Now, when Constantine made Christianity an official faith, he had trouble getting these devout Pagans to convert to the new ways. To aid in the conversion, he decided to place Christmas upon December 25, in order to overshadow and assimilate the Pagan holiday of Saturnalia. This is why we celebrate Christmas, not on Jesus’ birthday, but in the cold of December.
Furthermore, to ease the reluctance of Pagans to convert to Christendom, he chose to incorporate many elements of Saturnalia into the then-new holiday of Christmas. This was done, of course, so that the Pagans might be put at ease by familiarity. Just a few of the most well-known elements he borrowed from Saturnalia are detailed below:
- Santa Claus. This mythical holiday figure was inspired in part by a pre-Christian folk figure Sinterklaas, who was himself inspired by Germanic Pagan deities. However, the other part of his inspiration was the very Christian figure known as Saint Nicholas, who is often also called Sinterklaas.
- During Saturnalia, feasts were much enjoyed and gifts given. Both of these traditions were brought over into Christmas (the Christmas feast many families enjoy, and the tradition of Christmas presents).
- The Christmas tree. During Saturnalia, trees were brought into the home in a Pagan ritual act known as “sympathetic magic”. This “magic” was a form of ritualistic imitation in which they imitated the warmth of Springtime by keeping trees inside their warm homes, an act which they believed would reflect itself in the coming of Spring. Also, trees were a Pagan symbol of fertility and evergreens in particular (the commonly-depicted Christmas tree) were revered for their year-round life.
- Mistletoe. Pagan druids would harvest this plant during their festivals for decoration and religious herbal uses. In addition, the Pagan faiths believed mistletoe to be a symbol of romance and fertility. This symbolism was also brought over into the Christmas tradition of mistletoe, as any two who meet beneath it are intended to kiss.
And so we come to the heart of Christmas.

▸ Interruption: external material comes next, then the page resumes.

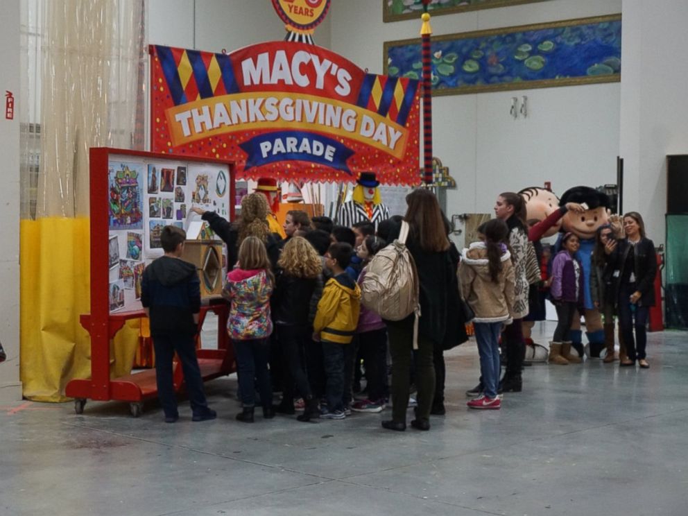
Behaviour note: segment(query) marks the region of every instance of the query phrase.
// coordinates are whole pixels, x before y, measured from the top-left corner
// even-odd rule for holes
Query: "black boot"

In overshadowing the old Pagan festival by placing Christmas on the same date, and by incorporating and assimilating familiar Pagan elements into the Christian holiday, Constantine successfully gained converts and in time, nearly eradicated Paganism as his then-relatively-new Christianity spread to become a major religion.
But a holiday with political foundations is still a holiday. If you prefer to throw out the political origin in favor of religion, do so. If you rather disregard the religious trappings in favor of a secular celebration, you have that right. Whatever your own personal reason for the season, enjoy it to its fullest. This is, after all, only meant as an education. Do with it what you will. Happy Holidays.